« WDR rendering » ou littéralement rendu à grande gamme dynamique…

Voici un petit pas à pas pour tester une méthode qui devrait vous permettre de booster vos rendus et d’approcher plus facilement le photo-réalisme.

Je préviens tout de suite, je débute dans cette méthode de travail, donc je vais éviter de trop rentrer dans le détail et d’écrire des âneries, et considérez ce post comme « en chantier » ou « WIP » si vous préférez.

Toutes mes sources viennent de blender stack, et plus particulièrement de ce post et de discussions avec Troy James Sobotka.

La première chose qu’il faut savoir est que cette méthode va vous amener plusieurs contraintes, des-quelles vous retirerez de nombreux bénéfices :

  • Il faut nécessairement étalonner le rendu à l’aide du node ASC-CDL et vous allez devoir vous fier autant à votre œil qu’aux scopes
  • Vous vous rendrez compte que vos matériaux ne sont pas aussi bons que ce que  vous pensiez, et il vous faudra sans doute les ajuster à nouveau (très souvent baisser les valeurs d’albedo)
  • Il faut revoir sa façon de régler les lampes, penser en terme de stops ou d’exposition, de gris median

Pré-requis : Le stop

En photo, on utilise le stop pour décrire un changement de la quantité de lumière reçue ou l’exposition par rapport à une référence (l’état initial ou la photo précédente…). On modifie l’exposition en jouant sur la vitesse d’obturation, la taille de l’ouverture, la sensibilité du film.
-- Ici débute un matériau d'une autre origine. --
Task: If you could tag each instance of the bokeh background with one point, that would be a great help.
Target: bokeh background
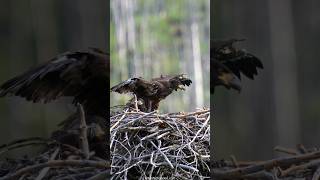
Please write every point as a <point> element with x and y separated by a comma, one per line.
<point>32,32</point>
<point>150,38</point>
<point>282,105</point>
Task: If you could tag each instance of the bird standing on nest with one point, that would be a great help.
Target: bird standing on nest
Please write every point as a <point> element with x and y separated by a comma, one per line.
<point>229,62</point>
<point>150,93</point>
<point>83,75</point>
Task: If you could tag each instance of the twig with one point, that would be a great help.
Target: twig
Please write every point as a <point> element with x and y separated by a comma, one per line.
<point>284,161</point>
<point>83,132</point>
<point>56,163</point>
<point>44,171</point>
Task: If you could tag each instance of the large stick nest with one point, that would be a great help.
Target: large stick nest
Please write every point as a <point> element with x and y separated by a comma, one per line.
<point>149,145</point>
<point>300,163</point>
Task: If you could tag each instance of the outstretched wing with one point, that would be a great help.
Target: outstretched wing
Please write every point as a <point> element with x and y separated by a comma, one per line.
<point>237,60</point>
<point>82,75</point>
<point>222,75</point>
<point>137,86</point>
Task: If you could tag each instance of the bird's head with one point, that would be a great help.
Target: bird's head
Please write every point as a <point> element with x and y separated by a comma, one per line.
<point>180,81</point>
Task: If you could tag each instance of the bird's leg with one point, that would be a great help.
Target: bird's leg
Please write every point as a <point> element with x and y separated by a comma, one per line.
<point>149,106</point>
<point>136,103</point>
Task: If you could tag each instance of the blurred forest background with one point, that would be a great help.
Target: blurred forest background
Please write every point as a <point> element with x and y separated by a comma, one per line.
<point>282,105</point>
<point>32,32</point>
<point>150,38</point>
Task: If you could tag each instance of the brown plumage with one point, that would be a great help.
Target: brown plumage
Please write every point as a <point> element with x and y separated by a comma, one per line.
<point>83,75</point>
<point>153,91</point>
<point>228,63</point>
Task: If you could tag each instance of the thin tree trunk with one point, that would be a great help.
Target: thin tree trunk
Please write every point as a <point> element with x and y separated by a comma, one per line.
<point>284,72</point>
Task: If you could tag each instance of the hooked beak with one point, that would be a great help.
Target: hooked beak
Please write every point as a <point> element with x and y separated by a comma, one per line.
<point>181,87</point>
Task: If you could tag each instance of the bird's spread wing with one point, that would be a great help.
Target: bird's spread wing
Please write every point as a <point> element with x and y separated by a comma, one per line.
<point>137,86</point>
<point>237,60</point>
<point>81,74</point>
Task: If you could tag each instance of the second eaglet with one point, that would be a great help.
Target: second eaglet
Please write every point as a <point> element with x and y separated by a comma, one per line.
<point>150,93</point>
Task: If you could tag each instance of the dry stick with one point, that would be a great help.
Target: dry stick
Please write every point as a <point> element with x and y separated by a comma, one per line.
<point>191,114</point>
<point>56,163</point>
<point>83,132</point>
<point>299,167</point>
<point>238,172</point>
<point>286,150</point>
<point>316,175</point>
<point>44,171</point>
<point>101,176</point>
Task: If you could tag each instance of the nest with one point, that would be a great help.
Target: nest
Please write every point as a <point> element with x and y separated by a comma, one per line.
<point>152,145</point>
<point>56,161</point>
<point>299,163</point>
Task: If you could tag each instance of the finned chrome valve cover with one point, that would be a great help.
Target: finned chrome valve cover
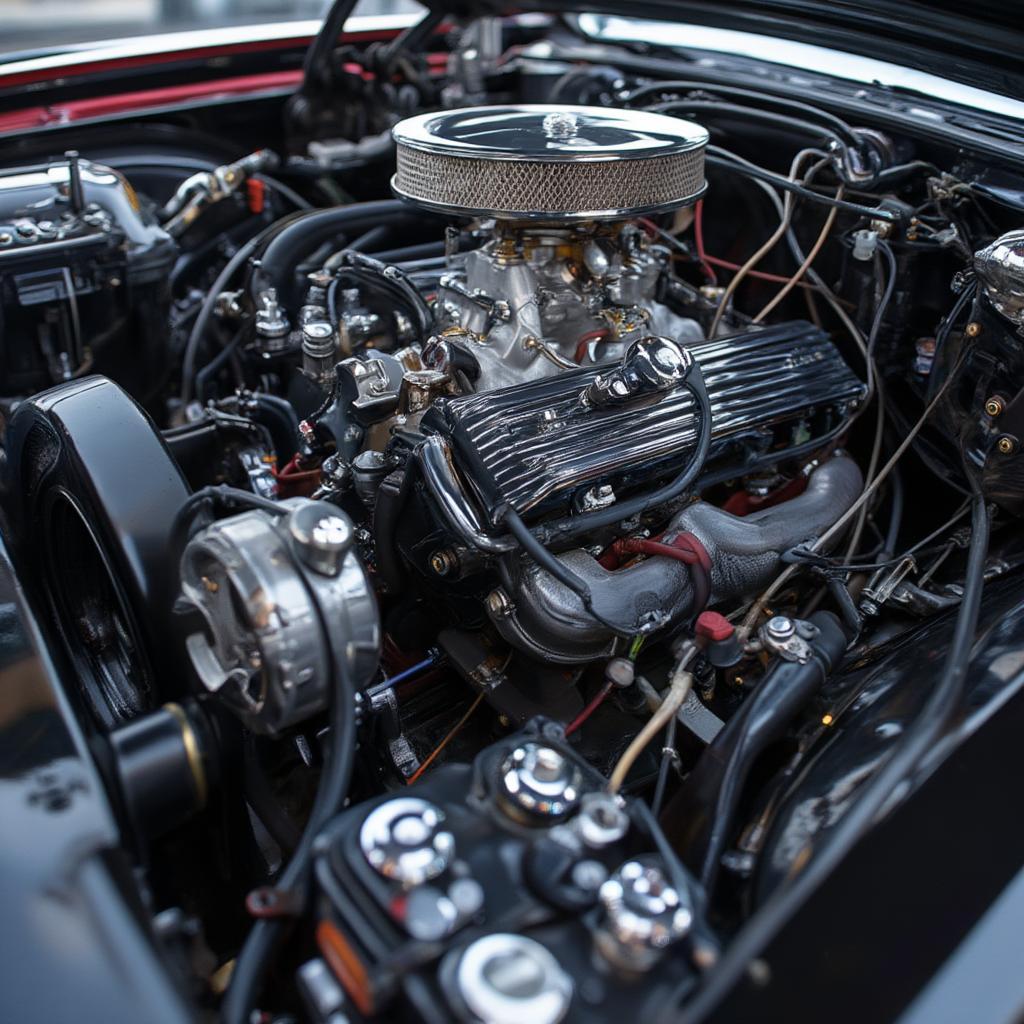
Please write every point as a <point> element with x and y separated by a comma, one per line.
<point>536,162</point>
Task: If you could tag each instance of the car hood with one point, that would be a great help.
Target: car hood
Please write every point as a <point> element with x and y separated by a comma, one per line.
<point>979,44</point>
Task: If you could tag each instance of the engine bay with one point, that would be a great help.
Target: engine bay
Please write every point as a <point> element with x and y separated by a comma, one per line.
<point>467,512</point>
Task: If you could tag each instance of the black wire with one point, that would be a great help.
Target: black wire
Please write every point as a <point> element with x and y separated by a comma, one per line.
<point>862,814</point>
<point>887,295</point>
<point>265,935</point>
<point>838,126</point>
<point>198,332</point>
<point>704,107</point>
<point>942,335</point>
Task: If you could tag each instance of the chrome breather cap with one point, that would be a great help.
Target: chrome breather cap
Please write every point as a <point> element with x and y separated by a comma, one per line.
<point>539,162</point>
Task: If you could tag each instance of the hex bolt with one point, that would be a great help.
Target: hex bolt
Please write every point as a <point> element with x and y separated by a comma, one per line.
<point>780,628</point>
<point>443,561</point>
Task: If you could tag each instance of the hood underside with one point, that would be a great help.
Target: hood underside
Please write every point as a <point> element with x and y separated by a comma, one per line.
<point>978,44</point>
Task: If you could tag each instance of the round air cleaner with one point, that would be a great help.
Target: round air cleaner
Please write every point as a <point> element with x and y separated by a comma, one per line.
<point>537,162</point>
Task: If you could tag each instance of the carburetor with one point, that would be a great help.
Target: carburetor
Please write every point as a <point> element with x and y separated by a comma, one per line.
<point>568,273</point>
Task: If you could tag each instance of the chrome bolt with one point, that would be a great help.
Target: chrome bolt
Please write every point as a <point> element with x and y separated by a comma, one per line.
<point>499,604</point>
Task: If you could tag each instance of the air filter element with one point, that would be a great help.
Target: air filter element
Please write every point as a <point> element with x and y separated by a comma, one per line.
<point>549,163</point>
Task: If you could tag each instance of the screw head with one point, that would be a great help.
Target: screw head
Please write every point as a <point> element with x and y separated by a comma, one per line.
<point>499,603</point>
<point>323,536</point>
<point>443,561</point>
<point>780,628</point>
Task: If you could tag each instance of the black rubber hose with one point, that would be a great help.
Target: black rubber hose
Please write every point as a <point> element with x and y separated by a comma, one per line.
<point>206,311</point>
<point>392,496</point>
<point>304,235</point>
<point>706,807</point>
<point>706,107</point>
<point>834,845</point>
<point>574,525</point>
<point>383,276</point>
<point>265,935</point>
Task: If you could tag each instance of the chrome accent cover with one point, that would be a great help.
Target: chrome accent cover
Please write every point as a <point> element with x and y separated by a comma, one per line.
<point>535,162</point>
<point>528,443</point>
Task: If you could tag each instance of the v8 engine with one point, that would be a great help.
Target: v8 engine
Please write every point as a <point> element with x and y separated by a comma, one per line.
<point>497,535</point>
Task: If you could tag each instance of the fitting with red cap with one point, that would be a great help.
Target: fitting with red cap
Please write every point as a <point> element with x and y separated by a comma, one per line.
<point>718,637</point>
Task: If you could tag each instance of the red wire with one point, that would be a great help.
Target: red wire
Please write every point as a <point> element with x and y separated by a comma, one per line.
<point>589,710</point>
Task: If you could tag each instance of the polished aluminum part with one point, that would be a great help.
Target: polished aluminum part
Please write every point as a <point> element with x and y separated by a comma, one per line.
<point>510,979</point>
<point>644,913</point>
<point>407,841</point>
<point>538,781</point>
<point>787,638</point>
<point>548,622</point>
<point>322,537</point>
<point>999,267</point>
<point>537,300</point>
<point>526,444</point>
<point>650,367</point>
<point>263,588</point>
<point>536,162</point>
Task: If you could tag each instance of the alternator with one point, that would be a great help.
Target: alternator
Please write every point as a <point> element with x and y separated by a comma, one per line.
<point>286,604</point>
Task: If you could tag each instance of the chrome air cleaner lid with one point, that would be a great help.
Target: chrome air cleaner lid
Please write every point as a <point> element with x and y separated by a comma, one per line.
<point>536,162</point>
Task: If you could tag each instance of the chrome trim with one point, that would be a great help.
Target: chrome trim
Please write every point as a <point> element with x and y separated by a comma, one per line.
<point>621,213</point>
<point>517,132</point>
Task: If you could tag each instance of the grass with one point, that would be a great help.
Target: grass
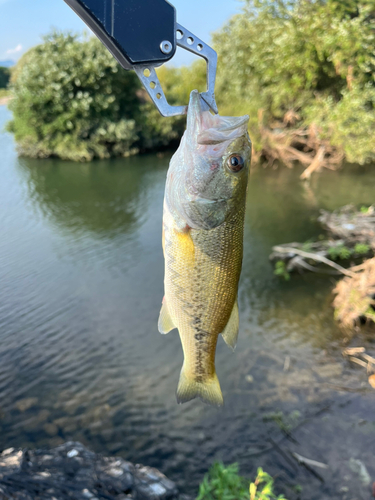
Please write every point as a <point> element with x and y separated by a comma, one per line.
<point>4,93</point>
<point>224,483</point>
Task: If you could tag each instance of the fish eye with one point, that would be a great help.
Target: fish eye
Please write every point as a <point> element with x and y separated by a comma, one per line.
<point>235,163</point>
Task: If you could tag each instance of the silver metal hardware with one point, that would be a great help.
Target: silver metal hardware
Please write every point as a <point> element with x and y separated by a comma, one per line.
<point>166,47</point>
<point>149,79</point>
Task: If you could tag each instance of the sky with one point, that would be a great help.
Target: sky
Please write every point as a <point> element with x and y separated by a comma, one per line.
<point>22,22</point>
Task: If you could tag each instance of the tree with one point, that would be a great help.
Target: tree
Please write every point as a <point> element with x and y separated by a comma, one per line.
<point>305,63</point>
<point>72,100</point>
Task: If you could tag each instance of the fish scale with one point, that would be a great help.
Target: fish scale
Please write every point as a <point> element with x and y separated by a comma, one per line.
<point>203,224</point>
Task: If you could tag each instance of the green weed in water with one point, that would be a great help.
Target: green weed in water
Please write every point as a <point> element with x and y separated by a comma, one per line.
<point>224,483</point>
<point>361,248</point>
<point>364,209</point>
<point>280,270</point>
<point>262,487</point>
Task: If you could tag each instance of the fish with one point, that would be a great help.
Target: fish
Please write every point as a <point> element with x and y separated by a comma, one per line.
<point>203,224</point>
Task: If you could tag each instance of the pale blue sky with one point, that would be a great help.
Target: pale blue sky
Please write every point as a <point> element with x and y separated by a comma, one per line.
<point>23,21</point>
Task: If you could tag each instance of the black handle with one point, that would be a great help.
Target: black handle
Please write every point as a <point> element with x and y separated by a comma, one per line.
<point>136,32</point>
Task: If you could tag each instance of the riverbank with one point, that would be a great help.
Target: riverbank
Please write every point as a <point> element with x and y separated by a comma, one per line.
<point>73,471</point>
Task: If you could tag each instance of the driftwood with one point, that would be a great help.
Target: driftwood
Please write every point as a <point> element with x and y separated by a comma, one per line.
<point>351,225</point>
<point>354,231</point>
<point>347,228</point>
<point>355,297</point>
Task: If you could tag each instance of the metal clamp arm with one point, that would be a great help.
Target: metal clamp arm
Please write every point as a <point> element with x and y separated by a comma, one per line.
<point>143,34</point>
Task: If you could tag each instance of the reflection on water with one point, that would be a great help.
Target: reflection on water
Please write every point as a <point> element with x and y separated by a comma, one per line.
<point>81,274</point>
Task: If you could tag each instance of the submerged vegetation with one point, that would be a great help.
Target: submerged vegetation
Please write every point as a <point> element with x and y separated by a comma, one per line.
<point>304,71</point>
<point>224,483</point>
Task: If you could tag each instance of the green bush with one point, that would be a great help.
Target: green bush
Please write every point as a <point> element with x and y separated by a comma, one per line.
<point>315,59</point>
<point>72,100</point>
<point>224,483</point>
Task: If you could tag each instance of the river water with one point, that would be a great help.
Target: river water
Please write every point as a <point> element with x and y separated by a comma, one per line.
<point>81,283</point>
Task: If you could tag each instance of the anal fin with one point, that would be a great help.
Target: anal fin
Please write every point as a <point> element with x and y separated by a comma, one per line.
<point>165,323</point>
<point>230,332</point>
<point>207,390</point>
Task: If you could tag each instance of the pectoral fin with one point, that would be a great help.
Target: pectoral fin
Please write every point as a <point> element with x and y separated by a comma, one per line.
<point>230,332</point>
<point>165,323</point>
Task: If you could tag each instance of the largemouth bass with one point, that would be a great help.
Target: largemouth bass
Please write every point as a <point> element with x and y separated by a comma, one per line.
<point>203,221</point>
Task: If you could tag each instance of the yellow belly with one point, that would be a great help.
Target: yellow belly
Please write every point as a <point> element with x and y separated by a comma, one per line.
<point>202,270</point>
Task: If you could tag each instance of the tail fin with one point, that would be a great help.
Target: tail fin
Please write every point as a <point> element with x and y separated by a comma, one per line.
<point>208,391</point>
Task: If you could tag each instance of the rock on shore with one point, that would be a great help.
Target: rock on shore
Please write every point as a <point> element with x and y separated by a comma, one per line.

Augmenter d’un stop c’est multiplier la luminosité par 2.

Diminuer d’un stop c’est diviser la luminosité par 2.

En 3D c’est plus simple, on multiplie les valeurs du rendu par un même facteur et cela modifie l’exposition. Dans le panneau Color Management, il est possible de régler l’exposition avec le slider Exposure. Par défaut il est à 0. On souhaite avoir deux fois moins de luminosité ? Il suffit de le passer à -1 stop. Si on en veut 4 fois plus ? On le passe à +2 stops. Le facteur de multiplication de la luminosité s’obtient par 2^n ou n est le nombre de stops.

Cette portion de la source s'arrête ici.